Ituri: le marché brûle encore à Loga après l’opération de l’Onu 193

Le marché de Loga brûle encore, deux jours après l’opération militaire de l’Onu dans cette localité de l’est de la République démocratique du Congo (RDC). Au son d’un moteur de voiture, la population s’enfuit. Même la poignée d’hommes en treillis, Kalachnikov en bandoulière, s’éclipsent.

Dans une case réduite à un tas de tôles noircies, la fumée monte encore. Des bouteilles de bière ont été pulvérisées et les casiers ont fondu sous la chaleur des bombardements.

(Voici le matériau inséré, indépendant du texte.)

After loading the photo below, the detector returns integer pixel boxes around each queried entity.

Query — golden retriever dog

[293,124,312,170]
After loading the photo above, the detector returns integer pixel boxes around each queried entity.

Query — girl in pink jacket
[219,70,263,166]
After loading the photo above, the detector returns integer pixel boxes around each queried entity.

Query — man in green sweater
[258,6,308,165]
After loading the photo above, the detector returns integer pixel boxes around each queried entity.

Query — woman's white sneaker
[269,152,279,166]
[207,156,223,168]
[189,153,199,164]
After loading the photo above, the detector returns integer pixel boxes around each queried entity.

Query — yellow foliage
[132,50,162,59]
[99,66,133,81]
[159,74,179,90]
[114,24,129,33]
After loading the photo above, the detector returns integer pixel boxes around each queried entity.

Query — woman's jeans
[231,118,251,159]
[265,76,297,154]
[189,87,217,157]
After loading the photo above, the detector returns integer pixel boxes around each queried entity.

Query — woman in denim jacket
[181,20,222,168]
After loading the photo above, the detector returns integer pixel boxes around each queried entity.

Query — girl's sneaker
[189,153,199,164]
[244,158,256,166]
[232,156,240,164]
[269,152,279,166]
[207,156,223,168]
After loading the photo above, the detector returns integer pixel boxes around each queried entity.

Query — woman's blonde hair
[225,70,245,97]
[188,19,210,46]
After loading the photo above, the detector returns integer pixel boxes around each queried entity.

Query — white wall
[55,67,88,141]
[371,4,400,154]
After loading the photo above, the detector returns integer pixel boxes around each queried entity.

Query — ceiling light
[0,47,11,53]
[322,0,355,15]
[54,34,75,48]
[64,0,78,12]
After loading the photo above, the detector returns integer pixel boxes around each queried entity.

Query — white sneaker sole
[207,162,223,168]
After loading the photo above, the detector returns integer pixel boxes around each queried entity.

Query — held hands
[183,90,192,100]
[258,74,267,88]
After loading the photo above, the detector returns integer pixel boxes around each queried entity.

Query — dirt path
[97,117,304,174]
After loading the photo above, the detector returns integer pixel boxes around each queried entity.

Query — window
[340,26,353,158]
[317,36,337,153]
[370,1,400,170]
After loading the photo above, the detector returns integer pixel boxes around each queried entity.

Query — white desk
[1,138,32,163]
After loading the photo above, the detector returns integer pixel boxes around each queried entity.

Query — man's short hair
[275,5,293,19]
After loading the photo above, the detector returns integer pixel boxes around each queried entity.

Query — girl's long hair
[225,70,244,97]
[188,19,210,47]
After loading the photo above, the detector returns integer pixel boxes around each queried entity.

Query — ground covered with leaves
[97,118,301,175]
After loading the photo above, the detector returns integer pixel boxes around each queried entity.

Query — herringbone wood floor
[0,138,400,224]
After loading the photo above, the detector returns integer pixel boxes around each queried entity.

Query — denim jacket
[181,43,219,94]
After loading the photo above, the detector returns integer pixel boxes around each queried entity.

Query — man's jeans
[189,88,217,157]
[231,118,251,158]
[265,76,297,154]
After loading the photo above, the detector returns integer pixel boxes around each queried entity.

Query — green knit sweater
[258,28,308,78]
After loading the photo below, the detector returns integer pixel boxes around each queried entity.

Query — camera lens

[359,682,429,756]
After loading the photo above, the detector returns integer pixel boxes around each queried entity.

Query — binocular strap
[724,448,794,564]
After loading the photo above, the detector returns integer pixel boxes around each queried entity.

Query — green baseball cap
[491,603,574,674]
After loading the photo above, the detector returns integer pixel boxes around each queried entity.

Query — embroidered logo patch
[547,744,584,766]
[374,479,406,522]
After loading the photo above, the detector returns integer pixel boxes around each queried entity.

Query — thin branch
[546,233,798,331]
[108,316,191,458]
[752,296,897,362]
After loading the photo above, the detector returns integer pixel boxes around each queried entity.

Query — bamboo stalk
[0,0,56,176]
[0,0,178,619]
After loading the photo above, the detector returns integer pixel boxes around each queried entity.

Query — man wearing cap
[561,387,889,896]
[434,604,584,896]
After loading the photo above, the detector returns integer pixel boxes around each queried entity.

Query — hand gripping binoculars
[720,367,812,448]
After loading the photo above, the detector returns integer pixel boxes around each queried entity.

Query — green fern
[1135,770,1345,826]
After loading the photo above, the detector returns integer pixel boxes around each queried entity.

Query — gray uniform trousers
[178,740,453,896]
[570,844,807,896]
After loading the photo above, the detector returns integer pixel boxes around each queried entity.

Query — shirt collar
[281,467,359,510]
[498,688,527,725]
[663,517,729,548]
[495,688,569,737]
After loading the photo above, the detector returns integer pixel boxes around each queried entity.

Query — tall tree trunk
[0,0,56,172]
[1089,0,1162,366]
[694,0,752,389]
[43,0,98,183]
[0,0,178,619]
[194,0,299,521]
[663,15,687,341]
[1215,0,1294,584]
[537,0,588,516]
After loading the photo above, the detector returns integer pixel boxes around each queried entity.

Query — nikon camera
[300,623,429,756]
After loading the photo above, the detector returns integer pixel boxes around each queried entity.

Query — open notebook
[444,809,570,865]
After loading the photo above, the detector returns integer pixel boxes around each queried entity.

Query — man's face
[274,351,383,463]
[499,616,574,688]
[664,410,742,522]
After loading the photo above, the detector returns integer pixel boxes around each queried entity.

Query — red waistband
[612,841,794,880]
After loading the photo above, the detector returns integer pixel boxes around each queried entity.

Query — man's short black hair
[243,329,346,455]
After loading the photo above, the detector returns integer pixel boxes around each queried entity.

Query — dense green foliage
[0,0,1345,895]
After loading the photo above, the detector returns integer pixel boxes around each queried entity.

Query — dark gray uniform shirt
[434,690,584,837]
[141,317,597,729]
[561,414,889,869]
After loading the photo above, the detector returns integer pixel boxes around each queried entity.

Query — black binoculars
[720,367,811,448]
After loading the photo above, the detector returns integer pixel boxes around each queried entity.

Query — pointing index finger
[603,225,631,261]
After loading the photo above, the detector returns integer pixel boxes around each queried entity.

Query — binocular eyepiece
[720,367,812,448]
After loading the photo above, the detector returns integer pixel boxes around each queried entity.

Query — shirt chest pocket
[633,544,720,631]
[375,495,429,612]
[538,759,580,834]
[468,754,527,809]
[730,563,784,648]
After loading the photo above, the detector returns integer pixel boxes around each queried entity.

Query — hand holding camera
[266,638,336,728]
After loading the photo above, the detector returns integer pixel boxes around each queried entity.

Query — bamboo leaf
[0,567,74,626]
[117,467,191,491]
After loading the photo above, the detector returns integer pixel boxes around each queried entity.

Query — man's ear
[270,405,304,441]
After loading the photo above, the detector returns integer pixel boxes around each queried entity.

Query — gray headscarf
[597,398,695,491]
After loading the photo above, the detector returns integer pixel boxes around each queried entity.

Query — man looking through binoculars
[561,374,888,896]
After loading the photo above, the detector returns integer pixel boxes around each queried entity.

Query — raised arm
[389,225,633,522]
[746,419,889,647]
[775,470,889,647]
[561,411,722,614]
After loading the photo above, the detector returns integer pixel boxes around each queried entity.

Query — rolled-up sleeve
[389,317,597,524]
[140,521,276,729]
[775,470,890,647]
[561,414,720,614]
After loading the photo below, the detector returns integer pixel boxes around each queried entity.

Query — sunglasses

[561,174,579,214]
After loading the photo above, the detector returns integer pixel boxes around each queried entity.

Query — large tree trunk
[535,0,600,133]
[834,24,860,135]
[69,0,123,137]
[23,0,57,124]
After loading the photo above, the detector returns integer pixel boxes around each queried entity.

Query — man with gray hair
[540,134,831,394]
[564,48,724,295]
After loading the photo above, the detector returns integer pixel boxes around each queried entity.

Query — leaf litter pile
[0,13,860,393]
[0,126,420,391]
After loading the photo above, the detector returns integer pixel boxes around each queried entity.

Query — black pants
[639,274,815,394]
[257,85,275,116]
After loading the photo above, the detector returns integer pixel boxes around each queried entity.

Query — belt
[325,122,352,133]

Progressivement, la population, qui s’était cachée, revient. Les garçons sont en tenue civile mais nombreux sont identifiables comme étant des miliciens: colliers de perles en plastique et vernis à ongles aux pieds, à la mode chez les miliciens dans la région, un petit enfant est armé d’un poignard, un plus grand s’appuie sur son épée.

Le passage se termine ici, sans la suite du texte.